Yet, not all mob justice cases end in death.

In 2019, Tawa, a woman accused of child abduction after speaking to children in Ibadan, was stripped naked and beaten in the street.

Though the mob eventually handed her over to the police after some intervention, the incident underscored the power of collective violence in rural Nigeria.

Frank Tietie, a Nigerian legal expert and Executive Director of Citizens for Social Economic Rights, told German outlet DW that mob justice has been a part of Nigerian society for decades.

However, he noted that the rise in such incidents over the past ten years can be attributed to a combination of factors: distrust in law enforcement, economic hardship, and the rapid spread of misinformation through social media.
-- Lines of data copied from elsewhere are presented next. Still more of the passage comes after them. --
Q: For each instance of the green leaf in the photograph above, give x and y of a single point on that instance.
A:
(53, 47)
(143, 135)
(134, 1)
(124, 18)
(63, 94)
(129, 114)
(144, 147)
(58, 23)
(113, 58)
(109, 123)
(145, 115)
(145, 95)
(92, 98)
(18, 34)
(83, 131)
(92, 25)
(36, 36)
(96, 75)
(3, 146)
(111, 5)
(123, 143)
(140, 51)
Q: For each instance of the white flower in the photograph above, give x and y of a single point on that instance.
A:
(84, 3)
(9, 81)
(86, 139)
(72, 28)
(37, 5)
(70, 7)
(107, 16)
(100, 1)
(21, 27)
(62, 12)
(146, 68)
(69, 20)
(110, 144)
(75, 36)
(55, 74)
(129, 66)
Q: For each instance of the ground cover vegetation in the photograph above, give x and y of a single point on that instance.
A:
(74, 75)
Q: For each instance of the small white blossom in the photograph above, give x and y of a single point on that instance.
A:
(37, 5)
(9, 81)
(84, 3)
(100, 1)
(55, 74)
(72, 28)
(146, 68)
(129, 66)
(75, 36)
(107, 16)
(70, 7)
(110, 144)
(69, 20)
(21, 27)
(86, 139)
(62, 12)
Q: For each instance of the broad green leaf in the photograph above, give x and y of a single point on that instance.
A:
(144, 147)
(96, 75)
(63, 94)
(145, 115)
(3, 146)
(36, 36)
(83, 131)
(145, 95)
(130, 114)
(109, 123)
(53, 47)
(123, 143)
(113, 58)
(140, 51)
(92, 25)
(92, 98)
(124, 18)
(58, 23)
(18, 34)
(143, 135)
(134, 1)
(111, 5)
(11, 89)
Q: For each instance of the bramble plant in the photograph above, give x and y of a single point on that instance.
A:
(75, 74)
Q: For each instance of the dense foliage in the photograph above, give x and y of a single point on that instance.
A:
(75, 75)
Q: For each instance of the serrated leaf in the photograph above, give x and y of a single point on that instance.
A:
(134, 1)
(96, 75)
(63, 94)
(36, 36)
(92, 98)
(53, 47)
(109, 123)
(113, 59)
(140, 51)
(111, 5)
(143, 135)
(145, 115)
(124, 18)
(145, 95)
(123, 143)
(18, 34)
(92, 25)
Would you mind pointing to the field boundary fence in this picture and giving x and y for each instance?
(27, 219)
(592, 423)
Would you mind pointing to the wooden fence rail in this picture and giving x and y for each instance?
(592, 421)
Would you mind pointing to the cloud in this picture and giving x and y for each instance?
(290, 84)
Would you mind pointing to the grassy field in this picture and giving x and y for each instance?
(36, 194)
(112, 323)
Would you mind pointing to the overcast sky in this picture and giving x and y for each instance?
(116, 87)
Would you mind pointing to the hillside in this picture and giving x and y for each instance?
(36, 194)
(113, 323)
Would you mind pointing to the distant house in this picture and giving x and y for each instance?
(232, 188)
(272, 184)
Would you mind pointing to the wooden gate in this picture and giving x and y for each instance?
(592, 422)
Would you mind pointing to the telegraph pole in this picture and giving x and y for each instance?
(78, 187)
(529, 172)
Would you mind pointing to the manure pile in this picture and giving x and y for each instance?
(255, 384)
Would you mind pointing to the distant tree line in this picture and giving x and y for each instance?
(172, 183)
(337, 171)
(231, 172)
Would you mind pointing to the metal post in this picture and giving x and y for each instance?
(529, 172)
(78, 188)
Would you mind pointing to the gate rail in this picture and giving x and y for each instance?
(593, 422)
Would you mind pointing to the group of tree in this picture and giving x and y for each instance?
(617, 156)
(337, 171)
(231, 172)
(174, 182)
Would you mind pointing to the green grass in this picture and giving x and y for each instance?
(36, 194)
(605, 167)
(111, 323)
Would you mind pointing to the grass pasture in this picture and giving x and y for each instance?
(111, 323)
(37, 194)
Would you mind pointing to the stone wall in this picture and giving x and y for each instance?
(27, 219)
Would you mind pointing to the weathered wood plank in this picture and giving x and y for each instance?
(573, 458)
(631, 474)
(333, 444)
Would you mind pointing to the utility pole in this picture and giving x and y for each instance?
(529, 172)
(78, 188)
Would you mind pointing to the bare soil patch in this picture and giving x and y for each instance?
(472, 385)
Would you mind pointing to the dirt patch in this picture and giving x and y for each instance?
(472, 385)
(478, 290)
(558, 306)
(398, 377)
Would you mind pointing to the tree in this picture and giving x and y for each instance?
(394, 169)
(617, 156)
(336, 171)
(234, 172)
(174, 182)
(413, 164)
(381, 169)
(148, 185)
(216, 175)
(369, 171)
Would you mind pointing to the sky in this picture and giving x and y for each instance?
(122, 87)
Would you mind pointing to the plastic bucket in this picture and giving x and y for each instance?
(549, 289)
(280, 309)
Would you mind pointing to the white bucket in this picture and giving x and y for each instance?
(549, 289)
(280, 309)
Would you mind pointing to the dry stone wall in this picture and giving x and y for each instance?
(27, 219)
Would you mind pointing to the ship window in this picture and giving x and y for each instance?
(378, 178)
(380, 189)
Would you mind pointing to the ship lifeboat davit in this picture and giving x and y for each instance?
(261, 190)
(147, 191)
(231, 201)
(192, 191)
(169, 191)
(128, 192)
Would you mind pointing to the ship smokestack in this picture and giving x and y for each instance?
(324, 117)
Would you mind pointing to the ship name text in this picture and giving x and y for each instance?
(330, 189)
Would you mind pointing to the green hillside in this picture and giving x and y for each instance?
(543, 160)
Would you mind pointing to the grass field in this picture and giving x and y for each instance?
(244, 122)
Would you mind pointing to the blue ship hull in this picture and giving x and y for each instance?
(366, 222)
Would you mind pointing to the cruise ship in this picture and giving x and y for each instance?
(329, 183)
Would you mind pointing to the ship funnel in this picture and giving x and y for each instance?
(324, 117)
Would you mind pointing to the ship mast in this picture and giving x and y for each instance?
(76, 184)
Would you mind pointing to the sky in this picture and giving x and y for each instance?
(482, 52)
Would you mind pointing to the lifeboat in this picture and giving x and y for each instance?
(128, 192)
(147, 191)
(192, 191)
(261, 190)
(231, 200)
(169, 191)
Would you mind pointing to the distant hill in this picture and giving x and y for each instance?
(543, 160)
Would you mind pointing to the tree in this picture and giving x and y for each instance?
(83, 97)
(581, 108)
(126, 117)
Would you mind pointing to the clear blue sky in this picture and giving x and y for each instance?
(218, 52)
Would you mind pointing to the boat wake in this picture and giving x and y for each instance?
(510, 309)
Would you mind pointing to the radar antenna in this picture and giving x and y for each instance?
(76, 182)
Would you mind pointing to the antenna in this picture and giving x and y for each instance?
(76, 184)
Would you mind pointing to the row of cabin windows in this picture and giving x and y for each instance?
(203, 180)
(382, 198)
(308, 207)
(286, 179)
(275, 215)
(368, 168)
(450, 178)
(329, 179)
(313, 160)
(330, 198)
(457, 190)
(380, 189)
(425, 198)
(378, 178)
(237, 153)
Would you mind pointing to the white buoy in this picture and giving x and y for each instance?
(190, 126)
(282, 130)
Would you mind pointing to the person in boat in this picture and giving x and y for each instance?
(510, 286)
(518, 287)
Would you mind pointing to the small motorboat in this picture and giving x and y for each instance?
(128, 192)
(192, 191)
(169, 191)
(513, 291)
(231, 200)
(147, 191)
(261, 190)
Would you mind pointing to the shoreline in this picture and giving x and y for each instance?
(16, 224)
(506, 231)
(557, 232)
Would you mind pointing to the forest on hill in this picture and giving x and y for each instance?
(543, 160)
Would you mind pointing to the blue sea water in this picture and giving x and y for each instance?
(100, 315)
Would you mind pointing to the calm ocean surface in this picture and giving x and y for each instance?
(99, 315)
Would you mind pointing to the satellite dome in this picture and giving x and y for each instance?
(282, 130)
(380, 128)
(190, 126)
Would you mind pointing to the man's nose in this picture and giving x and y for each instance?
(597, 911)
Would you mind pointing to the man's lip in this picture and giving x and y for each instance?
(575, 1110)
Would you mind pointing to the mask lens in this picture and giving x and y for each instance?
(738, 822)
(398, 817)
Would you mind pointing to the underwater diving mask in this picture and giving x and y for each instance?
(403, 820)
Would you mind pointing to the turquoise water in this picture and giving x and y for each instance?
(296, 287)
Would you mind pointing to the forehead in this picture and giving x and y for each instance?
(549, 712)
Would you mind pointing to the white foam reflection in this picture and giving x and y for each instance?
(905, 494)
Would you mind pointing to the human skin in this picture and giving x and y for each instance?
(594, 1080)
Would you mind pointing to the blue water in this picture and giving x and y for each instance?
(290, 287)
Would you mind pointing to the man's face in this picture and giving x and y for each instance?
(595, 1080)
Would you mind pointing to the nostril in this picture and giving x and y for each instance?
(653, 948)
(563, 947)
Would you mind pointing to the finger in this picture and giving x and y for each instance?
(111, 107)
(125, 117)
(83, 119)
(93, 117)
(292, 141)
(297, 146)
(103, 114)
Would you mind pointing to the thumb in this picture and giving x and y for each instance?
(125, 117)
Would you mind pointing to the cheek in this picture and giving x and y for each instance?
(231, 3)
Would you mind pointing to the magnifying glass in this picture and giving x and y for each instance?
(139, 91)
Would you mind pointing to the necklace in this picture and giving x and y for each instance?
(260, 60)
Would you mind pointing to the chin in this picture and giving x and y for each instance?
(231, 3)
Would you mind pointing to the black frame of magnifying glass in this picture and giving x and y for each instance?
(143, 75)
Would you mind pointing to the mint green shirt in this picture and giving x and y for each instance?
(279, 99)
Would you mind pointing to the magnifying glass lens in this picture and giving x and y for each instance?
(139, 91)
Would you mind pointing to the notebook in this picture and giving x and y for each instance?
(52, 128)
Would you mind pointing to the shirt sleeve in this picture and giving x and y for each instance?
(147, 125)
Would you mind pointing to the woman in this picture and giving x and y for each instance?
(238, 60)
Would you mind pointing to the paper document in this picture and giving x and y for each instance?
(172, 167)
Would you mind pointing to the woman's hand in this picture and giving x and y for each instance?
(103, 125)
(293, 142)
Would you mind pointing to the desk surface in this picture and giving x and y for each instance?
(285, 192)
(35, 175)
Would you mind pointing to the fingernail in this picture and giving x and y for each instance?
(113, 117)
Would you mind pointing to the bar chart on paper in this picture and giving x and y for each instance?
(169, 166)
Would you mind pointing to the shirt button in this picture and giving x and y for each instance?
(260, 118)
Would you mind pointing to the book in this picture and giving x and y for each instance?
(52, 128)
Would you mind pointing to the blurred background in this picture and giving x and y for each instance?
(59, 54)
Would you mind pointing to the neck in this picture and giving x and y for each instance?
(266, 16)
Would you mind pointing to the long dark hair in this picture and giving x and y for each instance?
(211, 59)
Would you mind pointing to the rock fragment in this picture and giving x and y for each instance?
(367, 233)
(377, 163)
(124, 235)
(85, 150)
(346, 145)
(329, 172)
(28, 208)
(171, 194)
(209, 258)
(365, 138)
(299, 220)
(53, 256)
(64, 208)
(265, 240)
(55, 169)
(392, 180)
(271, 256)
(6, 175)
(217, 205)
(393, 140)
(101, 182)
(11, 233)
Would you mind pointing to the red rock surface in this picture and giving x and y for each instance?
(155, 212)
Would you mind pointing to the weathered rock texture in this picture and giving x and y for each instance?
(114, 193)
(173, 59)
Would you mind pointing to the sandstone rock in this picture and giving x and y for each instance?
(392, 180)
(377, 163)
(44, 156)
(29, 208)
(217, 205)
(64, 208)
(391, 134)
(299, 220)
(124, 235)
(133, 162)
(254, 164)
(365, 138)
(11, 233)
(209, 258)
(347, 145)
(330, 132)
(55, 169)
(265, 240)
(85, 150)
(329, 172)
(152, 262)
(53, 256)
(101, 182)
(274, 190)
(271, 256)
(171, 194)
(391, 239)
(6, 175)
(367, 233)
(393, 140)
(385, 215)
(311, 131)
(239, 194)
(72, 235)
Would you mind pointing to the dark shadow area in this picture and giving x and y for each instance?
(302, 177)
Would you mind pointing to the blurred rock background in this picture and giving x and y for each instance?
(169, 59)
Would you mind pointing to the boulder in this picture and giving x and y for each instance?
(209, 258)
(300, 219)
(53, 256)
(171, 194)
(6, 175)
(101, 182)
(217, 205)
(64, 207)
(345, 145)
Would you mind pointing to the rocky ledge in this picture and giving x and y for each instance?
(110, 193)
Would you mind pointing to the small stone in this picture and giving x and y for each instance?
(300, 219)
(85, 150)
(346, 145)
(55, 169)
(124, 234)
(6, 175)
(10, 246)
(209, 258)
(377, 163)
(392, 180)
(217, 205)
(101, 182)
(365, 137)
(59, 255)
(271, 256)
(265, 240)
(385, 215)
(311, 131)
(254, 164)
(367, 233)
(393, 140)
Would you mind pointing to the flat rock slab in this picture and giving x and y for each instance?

The consequences of this culture of mob justice are not limited to individual tragedies.

Communities across Nigeria are increasingly fractured, as fear of being falsely accused or wrongly accused becomes a daily reality.

In June 2023, Usman Buda was pulled from market stalls and stoned to death.

Videos of the incident showed him weak and on the floor, surrounded by a crowd that cheered as he was beaten.

Amnesty International Nigeria documented the event, describing how the mob had blocked the vehicle of 16 hunters traveling from Port Harcourt to Kano, accusing them of being bandits and kidnappers.

The hunters, who had attended Eid celebrations, were tied to tyres, doused with petrol, and set on fire.

The brutality of the act left the victims pleading for their lives as the mob celebrated their deaths.

Mob justice is not unique to Nigeria.

A 2023 paper highlighted how institutional problems and unethical practices in criminal justice systems worldwide contribute to public distrust.

This distrust, compounded by socioeconomic challenges, often leads individuals to seek ‘unconventional’ methods of addressing crime.

Witch trials, for instance, were once a common feature of European and colonial American societies, persisting for centuries until institutions strengthened and socioeconomic conditions improved.

In Britain, the 1735 Witchcraft Act marked a turning point, criminalizing the claim of magical powers and ending prosecutions for actual witchcraft.

Over time, mob justice in Europe dwindled, replaced by formal legal systems.

In the United States, while mob justice as practiced in the past—such as the lynching of Black people suspected of crimes—has diminished, its legacy lingers in the form of systemic racism and vigilante culture.

Globally, mob justice continues to be a problem, particularly in regions where the rule of law is weak or inaccessible.

In Nigeria, where the justice system is often slow, corrupt, or absent, the risk of being caught in a mob’s wrath is ever-present.

For communities, this means a constant state of fear, where the line between justice and violence becomes dangerously blurred.

As the world grapples with the consequences of such unchecked power, the question remains: how can societies rebuild trust in institutions, and prevent the next victim from being dragged into the streets?